Stücke wie ´Totes Land´ und ´Flammenhände´ lassen aber bereits erahnen, dass hier keine Blumenkinder im Sonnenschein badeten, sondern junge Männer am Klangschmelzofen standen. ´Regenbogenschein´ wiederum schwebt mit leichtfüßigem Flötenspiel durch den Raum, sozusagen psychedelisch wie ein Tagtraum in Pastell.
So liebenswert diese Aufnahme auch ist, sie wirkt wie ein letzter Sonnenstrahl der Sechziger, bevor der Nebel des Krautrock heraufzog. Immerhin bekam die Band 0,10 DM pro verkaufter Platte.
´Trauma´ (1971) – der große Wurf
Conny Planks entscheidender Einfall veränderte alles. GOMORRHA sangen mit neuem Sänger Peter Otten nunmehr auf Englisch – und plötzlich explodierte alles.
´Trauma´ ist eine ausgewachsene psychedelische Krautrock-Bombe, die mit kreisenden Orgeln, schmatzenden Gitarren und halluzinogenen Klangflächen jede brave Lavalampe aus der Fassung pustet – obwohl es sich doch eigentlich nur um Neuaufnahmen der Songs des Debüts mit englischem Gesang handelt.
Im Mittelpunkt steht der 13-minütige Titeltrack, ein Lavafluss aus Orgel, Gitarren und kosmischen Effekten, der sich langsam auftürmt, bis er in einer fiebrigen Jam-Eruption explodiert. ´Journey´ und ´Dead Land´ glänzen mit düster-melancholischem Unterton. Letzteres eine apokalyptische Mahnung, geschrieben mit Blick auf das ansteigende Weltbevölkerungswachstum. In jedem Ton steckt ein ungezähmter Drang, Klanggrenzen zu sprengen.

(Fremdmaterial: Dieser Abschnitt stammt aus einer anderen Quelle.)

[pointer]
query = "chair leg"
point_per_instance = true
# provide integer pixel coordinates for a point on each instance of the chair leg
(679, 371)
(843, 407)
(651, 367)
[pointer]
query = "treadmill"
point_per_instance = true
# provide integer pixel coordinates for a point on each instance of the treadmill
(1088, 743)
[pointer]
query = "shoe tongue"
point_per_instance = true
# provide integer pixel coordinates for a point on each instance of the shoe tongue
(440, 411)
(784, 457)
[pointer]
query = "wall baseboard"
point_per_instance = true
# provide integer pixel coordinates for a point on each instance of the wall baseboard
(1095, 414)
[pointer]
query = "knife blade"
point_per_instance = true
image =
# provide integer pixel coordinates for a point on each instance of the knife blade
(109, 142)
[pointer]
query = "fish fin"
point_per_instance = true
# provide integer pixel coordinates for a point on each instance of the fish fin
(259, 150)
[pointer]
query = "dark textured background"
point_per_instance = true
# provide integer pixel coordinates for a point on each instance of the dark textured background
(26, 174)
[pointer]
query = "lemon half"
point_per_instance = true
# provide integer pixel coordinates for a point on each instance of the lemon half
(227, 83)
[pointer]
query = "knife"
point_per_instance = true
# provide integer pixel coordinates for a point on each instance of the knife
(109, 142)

An dieser Stelle schälen sich GOMORRHA aus dem Kokon der Sechziger und spannen die Flügel des Krautrock weit auf.
´I Turned To See Whose Voice It Was´ (1972) – der Gipfelsturm
Nur ein Jahr später erreicht die Band ihren Zenith. “Brain Records”, damals frisch gegründet, gibt den Musikern Studiozeit und völlige Freiheit, und Conny Plank zündet den Nachbrenner. Das Resultat ist ein dunkler, komplexer, von Orgeln umwobener Hardprog mit apokalyptischem Konzept.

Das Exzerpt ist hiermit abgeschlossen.